Lucía iba en auto rumbo al Grupo Zavala. A mitad de camino, Noel hizo una llamada a Mateo Vicario y se enteró de que Alejandro estaba trabajando ese día en las oficinas de Zavala Tech.
Cuando Lucía llegó a la oficina en el último piso del edificio tecnológico, Fabio Ruiz y los demás todavía estaban discutiendo un nuevo proyecto. Al escuchar pasos en la entrada, levantaron la vista por instinto y, al ver que era Lucía, detuvieron la conversación y se pusieron de pie ágilmente para saludar.
Ya no sentían ninguna distancia con la esposa de Alejandro. Cuando su jefe había estado herido, Lucía iba a menudo a la empresa a coordinar asuntos y gestionar algunos detalles en su lugar. Los veteranos del equipo ya estaban más que familiarizados con ella y no quedaba rastro de la rigidez de los primeros encuentros.
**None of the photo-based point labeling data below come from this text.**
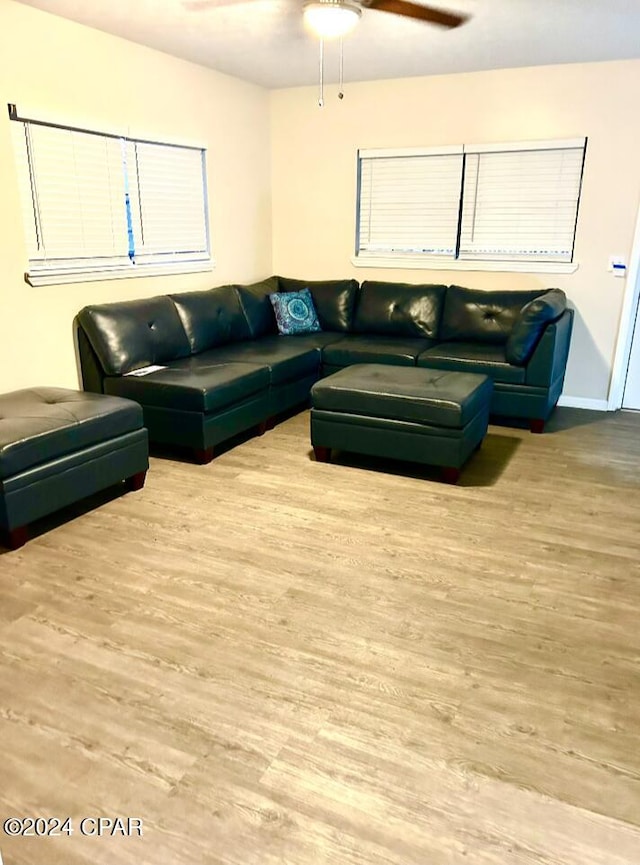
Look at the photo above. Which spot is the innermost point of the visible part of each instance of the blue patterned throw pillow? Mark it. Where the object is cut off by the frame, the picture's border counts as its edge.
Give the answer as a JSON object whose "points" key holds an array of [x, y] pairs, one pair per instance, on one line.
{"points": [[295, 312]]}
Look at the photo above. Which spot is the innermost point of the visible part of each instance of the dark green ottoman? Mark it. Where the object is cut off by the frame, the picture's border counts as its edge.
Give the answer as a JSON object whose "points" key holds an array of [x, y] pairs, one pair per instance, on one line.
{"points": [[410, 413], [58, 446]]}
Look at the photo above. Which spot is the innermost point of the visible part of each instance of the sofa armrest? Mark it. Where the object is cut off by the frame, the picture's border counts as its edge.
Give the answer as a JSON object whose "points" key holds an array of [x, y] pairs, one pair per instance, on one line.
{"points": [[549, 360], [91, 370]]}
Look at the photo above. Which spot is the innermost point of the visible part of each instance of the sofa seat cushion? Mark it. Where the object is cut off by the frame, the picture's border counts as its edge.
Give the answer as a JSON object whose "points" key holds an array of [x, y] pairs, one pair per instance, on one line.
{"points": [[38, 425], [193, 384], [425, 396], [312, 340], [286, 356], [483, 358], [361, 348]]}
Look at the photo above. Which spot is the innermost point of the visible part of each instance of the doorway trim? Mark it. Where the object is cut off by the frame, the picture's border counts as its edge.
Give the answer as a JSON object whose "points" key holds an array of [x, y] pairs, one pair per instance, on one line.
{"points": [[627, 322]]}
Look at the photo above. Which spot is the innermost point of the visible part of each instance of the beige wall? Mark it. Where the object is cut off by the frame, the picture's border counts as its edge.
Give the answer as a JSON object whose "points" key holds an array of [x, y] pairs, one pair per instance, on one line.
{"points": [[80, 76], [314, 180]]}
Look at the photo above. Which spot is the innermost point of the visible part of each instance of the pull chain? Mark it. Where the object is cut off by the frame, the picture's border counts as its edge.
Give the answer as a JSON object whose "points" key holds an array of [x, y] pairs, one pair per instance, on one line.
{"points": [[321, 93]]}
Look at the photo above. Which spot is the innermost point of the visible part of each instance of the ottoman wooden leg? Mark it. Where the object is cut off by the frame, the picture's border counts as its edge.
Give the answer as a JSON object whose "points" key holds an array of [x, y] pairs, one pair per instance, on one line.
{"points": [[16, 538], [135, 482], [203, 455]]}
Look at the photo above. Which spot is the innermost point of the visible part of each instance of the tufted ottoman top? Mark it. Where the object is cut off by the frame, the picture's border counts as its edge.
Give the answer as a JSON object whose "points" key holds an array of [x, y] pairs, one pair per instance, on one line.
{"points": [[416, 394], [43, 423]]}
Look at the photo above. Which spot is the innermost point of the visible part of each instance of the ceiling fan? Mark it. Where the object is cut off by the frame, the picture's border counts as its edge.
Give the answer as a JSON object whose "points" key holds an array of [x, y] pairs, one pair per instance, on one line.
{"points": [[334, 18]]}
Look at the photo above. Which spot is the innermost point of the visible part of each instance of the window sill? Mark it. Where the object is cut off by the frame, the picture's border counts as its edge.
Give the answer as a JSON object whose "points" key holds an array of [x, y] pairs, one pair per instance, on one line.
{"points": [[415, 262], [62, 277]]}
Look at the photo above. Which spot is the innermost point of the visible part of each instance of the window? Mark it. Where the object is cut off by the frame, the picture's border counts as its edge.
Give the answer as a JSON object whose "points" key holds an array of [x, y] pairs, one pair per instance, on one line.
{"points": [[513, 203], [98, 206]]}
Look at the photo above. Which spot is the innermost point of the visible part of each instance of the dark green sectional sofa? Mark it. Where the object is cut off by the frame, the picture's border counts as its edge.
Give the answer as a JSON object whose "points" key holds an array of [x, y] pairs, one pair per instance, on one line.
{"points": [[225, 368]]}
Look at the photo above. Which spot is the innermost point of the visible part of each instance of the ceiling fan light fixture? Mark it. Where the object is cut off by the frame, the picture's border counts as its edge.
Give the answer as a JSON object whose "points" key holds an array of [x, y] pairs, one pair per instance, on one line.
{"points": [[331, 19]]}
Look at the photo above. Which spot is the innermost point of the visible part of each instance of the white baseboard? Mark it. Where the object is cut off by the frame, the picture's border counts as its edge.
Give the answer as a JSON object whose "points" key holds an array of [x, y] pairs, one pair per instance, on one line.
{"points": [[583, 402]]}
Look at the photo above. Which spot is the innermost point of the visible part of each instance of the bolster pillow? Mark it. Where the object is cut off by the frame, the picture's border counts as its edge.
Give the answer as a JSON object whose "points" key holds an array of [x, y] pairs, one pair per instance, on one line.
{"points": [[530, 324]]}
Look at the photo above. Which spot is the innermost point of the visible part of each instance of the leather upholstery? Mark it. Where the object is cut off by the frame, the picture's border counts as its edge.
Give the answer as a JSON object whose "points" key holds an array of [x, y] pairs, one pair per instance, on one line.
{"points": [[427, 396], [399, 309], [334, 300], [257, 307], [394, 439], [134, 333], [196, 384], [285, 358], [196, 332], [358, 348], [38, 425], [211, 318], [531, 322], [483, 358], [49, 486], [473, 315]]}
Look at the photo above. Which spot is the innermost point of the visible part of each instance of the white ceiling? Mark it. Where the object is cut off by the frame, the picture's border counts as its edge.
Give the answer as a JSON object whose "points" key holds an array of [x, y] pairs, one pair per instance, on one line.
{"points": [[263, 41]]}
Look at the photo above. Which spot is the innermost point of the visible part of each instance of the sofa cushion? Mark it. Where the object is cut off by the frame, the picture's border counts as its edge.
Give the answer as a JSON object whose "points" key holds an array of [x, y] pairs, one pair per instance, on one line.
{"points": [[474, 315], [195, 384], [334, 299], [483, 358], [286, 357], [134, 333], [358, 348], [211, 318], [399, 309], [531, 322], [295, 312], [257, 307]]}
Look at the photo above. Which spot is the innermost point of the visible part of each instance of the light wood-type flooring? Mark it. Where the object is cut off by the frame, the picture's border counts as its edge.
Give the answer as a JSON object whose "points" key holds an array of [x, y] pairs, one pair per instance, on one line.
{"points": [[271, 660]]}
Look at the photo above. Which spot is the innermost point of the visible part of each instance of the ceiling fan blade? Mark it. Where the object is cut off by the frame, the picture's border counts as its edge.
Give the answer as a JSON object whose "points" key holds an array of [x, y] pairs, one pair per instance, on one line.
{"points": [[203, 5], [415, 10]]}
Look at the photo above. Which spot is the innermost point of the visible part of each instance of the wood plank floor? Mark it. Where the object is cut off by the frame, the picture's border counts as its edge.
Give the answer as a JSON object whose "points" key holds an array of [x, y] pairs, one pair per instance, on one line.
{"points": [[271, 660]]}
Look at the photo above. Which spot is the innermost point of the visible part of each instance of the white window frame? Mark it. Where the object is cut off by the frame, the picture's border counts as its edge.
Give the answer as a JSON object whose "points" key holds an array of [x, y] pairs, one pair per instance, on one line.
{"points": [[100, 206], [557, 258]]}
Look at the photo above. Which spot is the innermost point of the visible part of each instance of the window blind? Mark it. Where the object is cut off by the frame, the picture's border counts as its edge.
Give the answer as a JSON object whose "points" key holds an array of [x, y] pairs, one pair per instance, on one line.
{"points": [[521, 204], [409, 204], [515, 202], [169, 217], [73, 202], [96, 202]]}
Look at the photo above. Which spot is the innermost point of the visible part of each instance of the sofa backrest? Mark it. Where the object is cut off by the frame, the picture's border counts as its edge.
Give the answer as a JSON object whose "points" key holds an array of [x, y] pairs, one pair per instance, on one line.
{"points": [[334, 300], [475, 315], [255, 303], [134, 333], [399, 309], [212, 318]]}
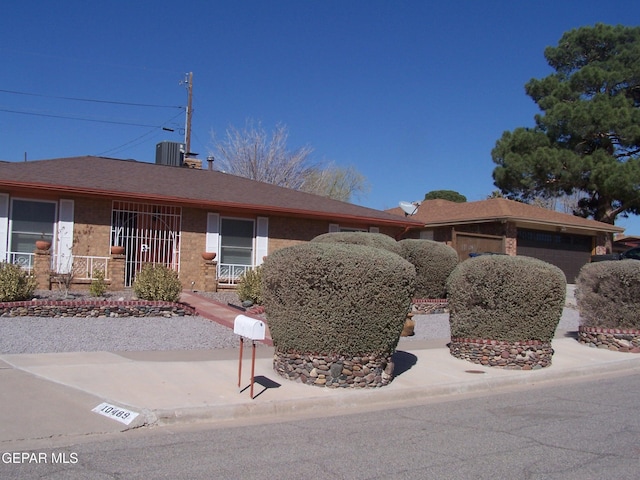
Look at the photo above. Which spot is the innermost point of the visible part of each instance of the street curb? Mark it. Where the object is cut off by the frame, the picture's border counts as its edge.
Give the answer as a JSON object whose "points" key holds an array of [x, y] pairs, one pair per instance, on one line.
{"points": [[342, 401]]}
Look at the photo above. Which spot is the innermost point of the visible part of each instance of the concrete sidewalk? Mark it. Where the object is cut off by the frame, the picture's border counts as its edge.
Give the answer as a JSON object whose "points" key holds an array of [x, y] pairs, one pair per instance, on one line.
{"points": [[47, 396]]}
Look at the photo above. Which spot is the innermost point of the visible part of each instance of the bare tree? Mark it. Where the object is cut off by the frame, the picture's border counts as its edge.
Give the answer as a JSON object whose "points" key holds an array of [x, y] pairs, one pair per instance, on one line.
{"points": [[336, 182], [253, 153]]}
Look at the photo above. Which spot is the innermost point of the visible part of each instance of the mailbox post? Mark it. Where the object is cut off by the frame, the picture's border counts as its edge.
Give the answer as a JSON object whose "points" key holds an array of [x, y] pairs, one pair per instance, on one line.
{"points": [[254, 330]]}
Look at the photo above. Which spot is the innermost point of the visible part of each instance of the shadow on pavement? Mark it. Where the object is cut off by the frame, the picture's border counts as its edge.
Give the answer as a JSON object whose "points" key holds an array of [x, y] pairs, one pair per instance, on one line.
{"points": [[403, 361]]}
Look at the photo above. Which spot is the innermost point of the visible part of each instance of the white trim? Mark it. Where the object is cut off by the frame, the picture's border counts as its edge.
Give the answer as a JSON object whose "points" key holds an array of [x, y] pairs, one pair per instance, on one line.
{"points": [[64, 237], [262, 239], [4, 226], [212, 243]]}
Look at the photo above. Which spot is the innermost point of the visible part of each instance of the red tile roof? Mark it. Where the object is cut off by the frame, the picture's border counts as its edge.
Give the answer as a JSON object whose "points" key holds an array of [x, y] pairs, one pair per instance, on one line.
{"points": [[440, 212], [141, 181]]}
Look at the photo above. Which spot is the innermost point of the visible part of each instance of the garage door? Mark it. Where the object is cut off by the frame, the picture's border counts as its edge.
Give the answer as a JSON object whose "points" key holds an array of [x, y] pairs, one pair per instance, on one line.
{"points": [[565, 251]]}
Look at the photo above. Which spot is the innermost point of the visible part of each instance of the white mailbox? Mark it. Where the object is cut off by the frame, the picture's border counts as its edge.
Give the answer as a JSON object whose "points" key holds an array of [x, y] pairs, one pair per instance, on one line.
{"points": [[249, 327]]}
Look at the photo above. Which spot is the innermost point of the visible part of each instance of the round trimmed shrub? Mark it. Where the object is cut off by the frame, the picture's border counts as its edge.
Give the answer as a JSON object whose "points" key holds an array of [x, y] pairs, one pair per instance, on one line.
{"points": [[608, 294], [157, 282], [15, 283], [505, 298], [434, 262], [336, 299], [378, 240]]}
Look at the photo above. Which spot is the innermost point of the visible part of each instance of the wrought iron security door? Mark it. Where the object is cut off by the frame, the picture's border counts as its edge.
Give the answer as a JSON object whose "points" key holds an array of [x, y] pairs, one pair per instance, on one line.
{"points": [[149, 233]]}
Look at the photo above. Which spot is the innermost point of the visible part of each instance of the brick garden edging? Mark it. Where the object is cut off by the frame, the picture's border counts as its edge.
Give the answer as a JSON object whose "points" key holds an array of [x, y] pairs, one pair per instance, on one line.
{"points": [[616, 339], [428, 306], [526, 355], [334, 371], [87, 308]]}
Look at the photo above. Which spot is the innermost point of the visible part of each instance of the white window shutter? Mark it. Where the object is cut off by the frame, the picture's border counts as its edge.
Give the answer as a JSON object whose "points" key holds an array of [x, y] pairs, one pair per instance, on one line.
{"points": [[262, 239], [64, 237], [213, 233], [4, 226]]}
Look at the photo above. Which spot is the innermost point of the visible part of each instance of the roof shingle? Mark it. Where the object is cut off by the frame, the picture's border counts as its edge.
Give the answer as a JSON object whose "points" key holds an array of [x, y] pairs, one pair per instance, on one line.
{"points": [[110, 177]]}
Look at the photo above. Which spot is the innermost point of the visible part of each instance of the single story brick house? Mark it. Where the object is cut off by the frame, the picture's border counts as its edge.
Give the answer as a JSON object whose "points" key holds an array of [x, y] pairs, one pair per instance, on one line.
{"points": [[162, 214], [504, 226]]}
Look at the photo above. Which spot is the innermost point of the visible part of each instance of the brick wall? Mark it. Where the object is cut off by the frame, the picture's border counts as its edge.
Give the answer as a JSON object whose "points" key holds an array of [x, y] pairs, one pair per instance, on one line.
{"points": [[92, 227]]}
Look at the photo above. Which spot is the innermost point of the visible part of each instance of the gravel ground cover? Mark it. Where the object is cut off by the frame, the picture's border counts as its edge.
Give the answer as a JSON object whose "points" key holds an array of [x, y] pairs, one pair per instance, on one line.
{"points": [[48, 335]]}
Fabio se inclinó levemente primero, con tono respetuoso: —Señora Zavala, qué bueno verla.
—Señora Zavala.
Gonzalo Quiroz y los demás la saludaron mientras salían de la oficina.
Lucía asintió.
Mateo fue el último en salir. Al cerrar la puerta, vio cómo Lucía, sin decir una palabra, se adelantó y abrazó con fuerza a Alejandro por la cintura.
Tras cerrar, la mente de Mateo viajó inevitablemente al accidente en la obra el año pasado. La sangre que le corrió por la cabeza a su jefe en ese entonces no fue tanta como la sangre que le salió por la nariz después. Por suerte, cuando cayó la estructura de acero, no lo aplastó directamente, solo le lesionó la pierna. Alejandro le había ordenado al médico que les diera a sus familiares la falsa noticia de que no había sobrevivido, solo para ver la reacción de Lucía.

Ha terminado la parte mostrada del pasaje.